Jane then explained why so many women adopt a kneeling or all-fours position for both breech or cephalic babies. If squatting is part of their normal everyday life, women will often squat during the birth. But if they are more used to chair sitting--which is common for many women today--squatting isn't as comfortable for their bodies. So upright kneeling tends to be a position of choice. When the women feels most comfortable, physiology will then work for her. We can't ignore physiology or neglect applying our knowledge of anatomy!
Jane then showed a series of slides and films of vaginal breech births as she summarized the cardinal movements of a breech baby. Some words of advice:
- Don't push a woman back up if she moves her bum towards the ground/bed-it's helping to open her pelvis.
- When the baby flexes laterally, their shoulders flex down-this puts the posterior shoulder to the posterior wall of the pelvic floor. The baby is spiraling out. While you're seeing the baby's bottom emerging, the shoulders are going into the brim of the pelvis.
- Don't flip out the legs. If you do, you're going to interfere with the baby's normal movements at this point (tilting its head back around the sacral prominence). The baby will arch its back really, really far back, and its legs seem to go on forever. Again, at this point, women will often drop down. Don't push them back up! When women drop down at this point, the uterus contracts and helps flex the baby and the baby's head more. A flexed baby is good!

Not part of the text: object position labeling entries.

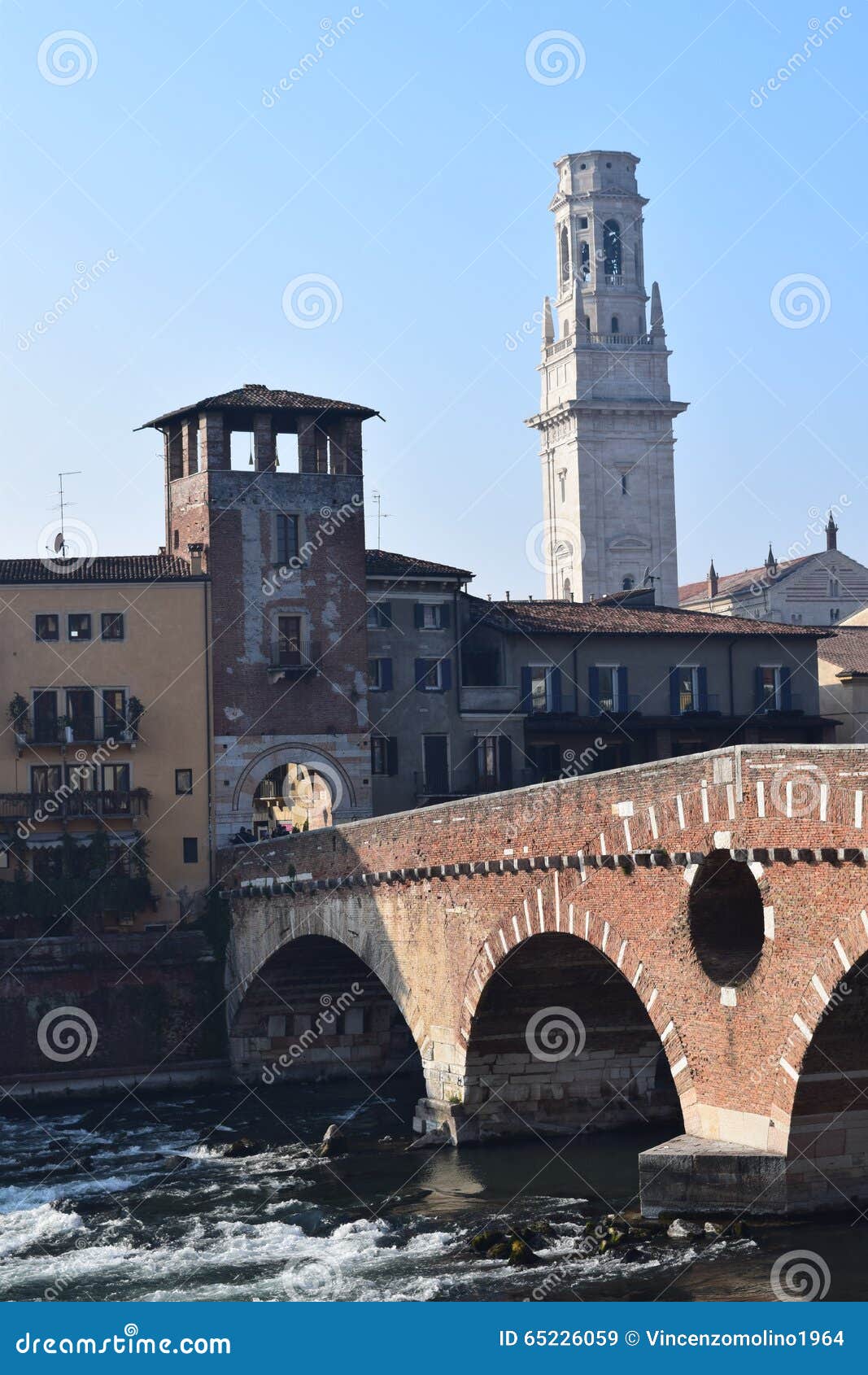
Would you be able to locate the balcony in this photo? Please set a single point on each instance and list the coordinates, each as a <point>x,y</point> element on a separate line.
<point>296,659</point>
<point>699,705</point>
<point>65,805</point>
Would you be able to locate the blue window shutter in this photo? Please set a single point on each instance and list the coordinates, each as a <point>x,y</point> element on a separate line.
<point>702,687</point>
<point>622,691</point>
<point>555,685</point>
<point>674,696</point>
<point>526,691</point>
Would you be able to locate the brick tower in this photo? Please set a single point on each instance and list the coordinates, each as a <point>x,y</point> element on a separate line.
<point>605,414</point>
<point>282,539</point>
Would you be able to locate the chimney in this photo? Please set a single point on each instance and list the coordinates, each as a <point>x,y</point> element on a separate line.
<point>713,581</point>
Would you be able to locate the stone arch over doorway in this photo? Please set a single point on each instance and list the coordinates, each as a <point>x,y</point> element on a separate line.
<point>306,757</point>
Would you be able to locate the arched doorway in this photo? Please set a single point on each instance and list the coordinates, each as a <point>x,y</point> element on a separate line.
<point>827,1158</point>
<point>316,1011</point>
<point>561,1042</point>
<point>292,797</point>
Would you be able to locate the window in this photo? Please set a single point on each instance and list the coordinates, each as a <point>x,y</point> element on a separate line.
<point>384,755</point>
<point>541,689</point>
<point>80,711</point>
<point>44,779</point>
<point>378,615</point>
<point>286,538</point>
<point>688,689</point>
<point>289,639</point>
<point>113,713</point>
<point>431,615</point>
<point>380,674</point>
<point>434,674</point>
<point>44,717</point>
<point>611,248</point>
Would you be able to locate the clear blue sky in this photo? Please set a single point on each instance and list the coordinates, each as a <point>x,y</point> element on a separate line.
<point>412,165</point>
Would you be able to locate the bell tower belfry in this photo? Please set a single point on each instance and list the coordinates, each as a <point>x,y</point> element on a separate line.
<point>605,414</point>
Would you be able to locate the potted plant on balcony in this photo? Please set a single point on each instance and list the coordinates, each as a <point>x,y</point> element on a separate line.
<point>135,711</point>
<point>20,718</point>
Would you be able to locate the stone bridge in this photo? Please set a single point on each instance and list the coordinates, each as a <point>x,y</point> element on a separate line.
<point>678,942</point>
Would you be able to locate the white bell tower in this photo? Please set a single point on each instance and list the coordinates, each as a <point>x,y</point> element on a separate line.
<point>605,414</point>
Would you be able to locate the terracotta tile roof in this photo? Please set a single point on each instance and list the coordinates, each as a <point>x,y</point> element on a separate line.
<point>252,396</point>
<point>553,618</point>
<point>117,568</point>
<point>848,649</point>
<point>380,563</point>
<point>731,585</point>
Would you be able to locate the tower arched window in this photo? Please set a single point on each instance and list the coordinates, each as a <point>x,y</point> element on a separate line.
<point>611,248</point>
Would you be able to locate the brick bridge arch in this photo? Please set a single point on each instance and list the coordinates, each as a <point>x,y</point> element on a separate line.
<point>439,893</point>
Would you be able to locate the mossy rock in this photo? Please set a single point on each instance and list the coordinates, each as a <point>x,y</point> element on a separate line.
<point>521,1255</point>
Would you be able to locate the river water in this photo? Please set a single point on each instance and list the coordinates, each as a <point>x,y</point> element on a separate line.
<point>137,1201</point>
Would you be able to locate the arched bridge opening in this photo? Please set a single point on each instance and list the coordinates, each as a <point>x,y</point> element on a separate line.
<point>316,1012</point>
<point>827,1157</point>
<point>561,1042</point>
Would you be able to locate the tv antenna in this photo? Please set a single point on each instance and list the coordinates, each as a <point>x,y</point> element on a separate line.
<point>59,541</point>
<point>382,516</point>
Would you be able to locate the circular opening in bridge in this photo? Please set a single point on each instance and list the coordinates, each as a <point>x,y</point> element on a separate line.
<point>561,1044</point>
<point>726,922</point>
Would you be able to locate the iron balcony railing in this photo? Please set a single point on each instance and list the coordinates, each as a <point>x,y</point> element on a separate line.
<point>68,802</point>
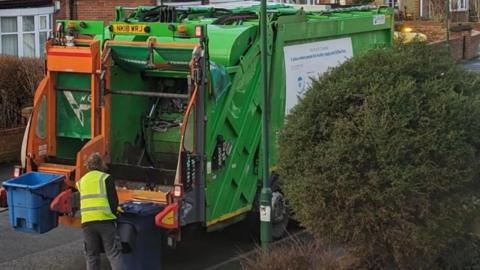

- You don't really need to worry about cord compression until both arms are out; at that point, the head comes into the pelvis.
- When the baby does a "tummy scrunch" or "tummy tuck" after the torso and arms are born, that movement rotates the back of the baby's head on the internal symphysis pubis. When the baby does the tummy scrunch, the moms often need to move, and the baby usually drops out. (Rixa's note: several presenters emphasized that a tummy tuck is a normal, physiological part of an upright breech birth. Sometimes it happens really quickly; other times you can easily see the baby lifting its arms and legs and scrunching in its belly, as if it's doing a sit-up in the air. An inexperienced provider might see a baby doing a tummy tuck and think that the baby is seizing or otherwise in danger.)
Throughout this whole presentation, Jane kept referring to head-down babies being "reverse breech." This was an ongoing joke at the conference.